The pace of economic recovery from the COVID-19 pandemic and its impact on inflation and central bank policymaking continues to drive markets, with the U.S. Federal Reserve overnight signalling no immediate plans to tighten monetary policy.
The European Central Bank, meanwhile, announced the results of a strategy review in which it said it would set a new inflation target of 2%, compared with its previous target of "below but close to 2%".
The MSCI's leading index of global stocks was down 0.5%, extending early session losses and tracking a 1.7% decline in the equivalent index of Asia shares outside Japan to its lowest level since mid-May.
That had been fuelled by China's move to rein in its tech giants, with the most recent being U.S.-listed Didi, which was ordered to pull its app from stores.
Despite its drop, the global index remains in a broad trading range established since late June and just off its record high.
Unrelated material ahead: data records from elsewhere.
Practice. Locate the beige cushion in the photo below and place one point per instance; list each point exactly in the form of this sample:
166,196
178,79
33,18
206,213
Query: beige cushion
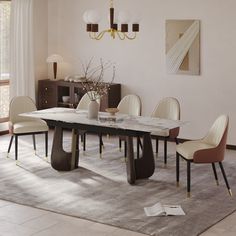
187,149
216,132
162,133
131,105
85,100
30,126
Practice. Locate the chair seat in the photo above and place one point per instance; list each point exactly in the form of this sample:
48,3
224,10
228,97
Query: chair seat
187,149
30,127
162,133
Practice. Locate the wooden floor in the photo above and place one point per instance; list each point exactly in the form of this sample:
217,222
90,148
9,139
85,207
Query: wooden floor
20,220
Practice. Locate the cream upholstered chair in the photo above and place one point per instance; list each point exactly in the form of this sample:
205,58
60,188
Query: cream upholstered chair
131,105
19,125
83,105
209,149
167,108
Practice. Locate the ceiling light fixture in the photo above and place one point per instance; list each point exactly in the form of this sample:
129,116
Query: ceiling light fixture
92,18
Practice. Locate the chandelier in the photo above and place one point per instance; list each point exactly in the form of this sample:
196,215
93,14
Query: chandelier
92,18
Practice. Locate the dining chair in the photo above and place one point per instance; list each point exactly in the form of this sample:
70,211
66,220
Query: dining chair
210,149
167,108
83,105
19,125
131,105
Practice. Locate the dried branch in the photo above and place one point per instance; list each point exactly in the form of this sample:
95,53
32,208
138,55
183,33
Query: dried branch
94,84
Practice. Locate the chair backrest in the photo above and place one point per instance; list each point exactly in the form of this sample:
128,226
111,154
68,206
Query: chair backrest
130,104
167,108
85,100
20,104
217,131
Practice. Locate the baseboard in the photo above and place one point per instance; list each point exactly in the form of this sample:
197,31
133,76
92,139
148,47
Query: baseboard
4,132
181,140
228,146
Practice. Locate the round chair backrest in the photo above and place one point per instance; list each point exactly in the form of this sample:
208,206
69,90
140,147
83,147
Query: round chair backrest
217,130
131,105
85,100
167,108
20,104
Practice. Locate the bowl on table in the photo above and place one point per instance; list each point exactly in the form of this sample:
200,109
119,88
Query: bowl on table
112,110
65,98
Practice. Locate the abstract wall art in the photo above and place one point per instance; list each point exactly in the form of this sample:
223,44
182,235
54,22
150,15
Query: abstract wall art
183,47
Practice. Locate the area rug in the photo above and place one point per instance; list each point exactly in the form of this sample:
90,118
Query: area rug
99,191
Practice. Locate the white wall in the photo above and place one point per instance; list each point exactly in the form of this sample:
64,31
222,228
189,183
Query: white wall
141,63
40,38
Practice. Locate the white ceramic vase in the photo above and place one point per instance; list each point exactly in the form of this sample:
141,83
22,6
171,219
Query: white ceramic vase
93,109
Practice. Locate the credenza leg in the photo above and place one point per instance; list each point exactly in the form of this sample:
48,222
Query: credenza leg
143,167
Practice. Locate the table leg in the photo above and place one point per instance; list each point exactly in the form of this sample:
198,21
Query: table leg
60,159
143,167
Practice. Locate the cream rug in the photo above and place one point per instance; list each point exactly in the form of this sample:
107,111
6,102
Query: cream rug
99,191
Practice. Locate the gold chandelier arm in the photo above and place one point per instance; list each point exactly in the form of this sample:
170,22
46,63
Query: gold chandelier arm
120,35
97,37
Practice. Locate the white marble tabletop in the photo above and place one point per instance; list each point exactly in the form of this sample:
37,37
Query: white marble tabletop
119,121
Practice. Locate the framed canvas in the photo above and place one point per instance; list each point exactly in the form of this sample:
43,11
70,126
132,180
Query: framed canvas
183,47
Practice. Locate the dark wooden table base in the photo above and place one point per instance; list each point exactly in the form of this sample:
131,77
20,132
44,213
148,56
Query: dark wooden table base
140,168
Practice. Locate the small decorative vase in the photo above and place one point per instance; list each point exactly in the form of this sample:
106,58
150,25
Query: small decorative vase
93,109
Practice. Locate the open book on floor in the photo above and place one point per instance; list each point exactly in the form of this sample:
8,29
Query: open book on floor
164,210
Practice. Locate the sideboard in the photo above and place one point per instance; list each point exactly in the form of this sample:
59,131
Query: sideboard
50,93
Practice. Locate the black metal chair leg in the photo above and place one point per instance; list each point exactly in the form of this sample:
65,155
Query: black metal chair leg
46,144
100,144
125,149
188,178
34,143
215,173
138,147
9,147
16,147
225,178
157,145
176,141
177,169
84,141
165,151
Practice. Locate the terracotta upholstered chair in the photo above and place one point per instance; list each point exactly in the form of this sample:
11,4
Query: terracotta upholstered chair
210,149
19,125
131,105
167,108
83,105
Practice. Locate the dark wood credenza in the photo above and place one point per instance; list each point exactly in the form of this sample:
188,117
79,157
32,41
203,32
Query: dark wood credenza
50,94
The STOXX Europe 600, a broad gauge of Europe's biggest companies, meanwhile, was down 1.8%.
U.S. stock futures pointed to a lower open on Wall Street, down around 1.3%-1.4%.
"We believe valuations to be frothy not just in India but in different geographies across the world," Nikhil Kamath, Co-Founder and CIO at asset manager True Beacon, said. "We are hedged as much as 55% today, our net exposure to the market is only about 45%."
In tandem with the tech crackdown, guidance toward rate cuts from Chinese policymakers has also spooked some investors by highlighting softness in China's economy - weak loan growth and slow demand - which threatens the pace of the global recovery.
The Chinese cabinet said on Wednesday that policymakers will use timely cuts in the bank reserve requirement ratio (RRR) to support the real economy, especially small firms.
The yield on 10-year Chinese sovereign debt posted its sharpest fall in nearly a year on Thursday, dropping to 2.998%, the lowest since August.
Global bonds more broadly rallied, with the U.S. 10-year yield down around 7 basis points and the German 10-year yield down 3 basis points, extending price moves seen earlier in the week and leading to a "serious debate" about their cause, said Deutsche Bank analyst Jim Reid.
Some consider the move a sign the market is re-pricing the potential for the economy to be hit by secular stagnation after the pandemic, while others point to technical drivers including reduced supply from the Fed and higher demand to buy.
Mark Haefele, Chief Investment Officer, UBS Global Wealth Management, said despite the dip in U.S. yields, the Swiss adviser to many of the world's super-rich expected the benchmark to bounce back.
"With the expectation of a taper announcement from the Fed over the next few months, robust economic growth driving continued strength of nonfarm payrolls, and further [post-pandemic economic] reopening, we expect the 10-year yield to reach 2% by the end of the year."
In currency markets, the dollar edged lower against a basket of major peers, down 0.3%. Cryptocurrencies were sold on negative comments from Chinese policymakers and bitcoin fell to a more than one-week low.
Oil was under pressure, as a wave of new viral infections sweeps Asia and the world that could curb demand, while traders anticipate a possible rise in supply after the collapse of talks among producers.
Brent futures were last down 1.1% at $72.65 a barrel while U.S. crude fell 1.3%.